Third, heterogeneity of the patients and HBO paradigms (pressure, frequency, length of treatment course) partly affect or determine the outcome. There were variations in age of patients, and in severity and nature of the injury in the studies. There is significant preference that HBO showed more efficiency in younger age (He et al., 2005; Lund et al., 2005). And it is possible that HBOT has a positive effect in a subgroup of patients with moderate injury but not in those with extensive cerebral injury. Repetitive long-term HBO treatment following TBI would have more pronounced effects and might modulate different cerebral functions than short-term treatment during the acute phase of TBI only (Kraitsy et al., 2014).
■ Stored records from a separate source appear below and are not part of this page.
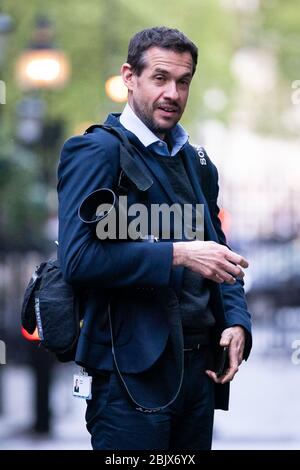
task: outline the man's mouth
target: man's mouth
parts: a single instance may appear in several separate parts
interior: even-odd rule
[[[170,106],[170,105],[162,105],[162,106],[157,106],[157,109],[160,111],[163,111],[166,114],[175,114],[178,113],[178,107],[177,106]]]

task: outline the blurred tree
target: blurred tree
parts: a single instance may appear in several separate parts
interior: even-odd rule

Fourth, HBOT is not a completely benign process and there are concerns about its safety aspects. Possible complications during HBOT include barotraumatic lesions (middle ear, nasal sinuses, inner ear, lung, teeth), oxygen toxicity (central nervous system, lung), confinement anxiety, and ocular effects (myopia, cataract growth) (Camporesi, 2014). The predominant complication is represented by pressure equalization problems within the middle ear, and can be prevented or minimized by teaching autoinflation techniques. Serious complications such as seizures rarely occur and can be controlled by reducing oxygen pressure (Hadanny et al., 2016). Other adverse events such as pulmonary barotrauma and edema derive from oxygen toxicity occur rarely in specific patient cohorts (Wolf et al., 2012a). In conclusion, if safety guidelines are strictly followed, HBOT is a modality with an acceptable rate of complications.

CONCLUSIONS

HBOT has been demonstrated to have neuroprotective effects without increased oxygen toxicity in experimental TBI models when administered at pressures less than 3 ATA (Table 1). The improved tissue oxygenation and cellular metabolism, anti-inflammation, anti-apoptosis and promoting neurogenesis and angiogenesis may constitute the multiple and complementary mechanisms underlying HBOT-induced neuroprotection (Figure 1). Due to the heterogeneity of human TBI, the efficacy of clinical HBOT remains controversial (Table 2). Delayed treatment time, subjective methods for outcome measurement, and inappropriate HBOT paradigms could contribute to misinterpretation of results and prevent a positive recommendation of HBO in TBI patients. These key factors should be considered in the future clinical studies of HBO in TBI and other neurological diseases.

Footnotes

Conflicts of interest

The authors declare that there is no completing interest regarding the publication of this paper.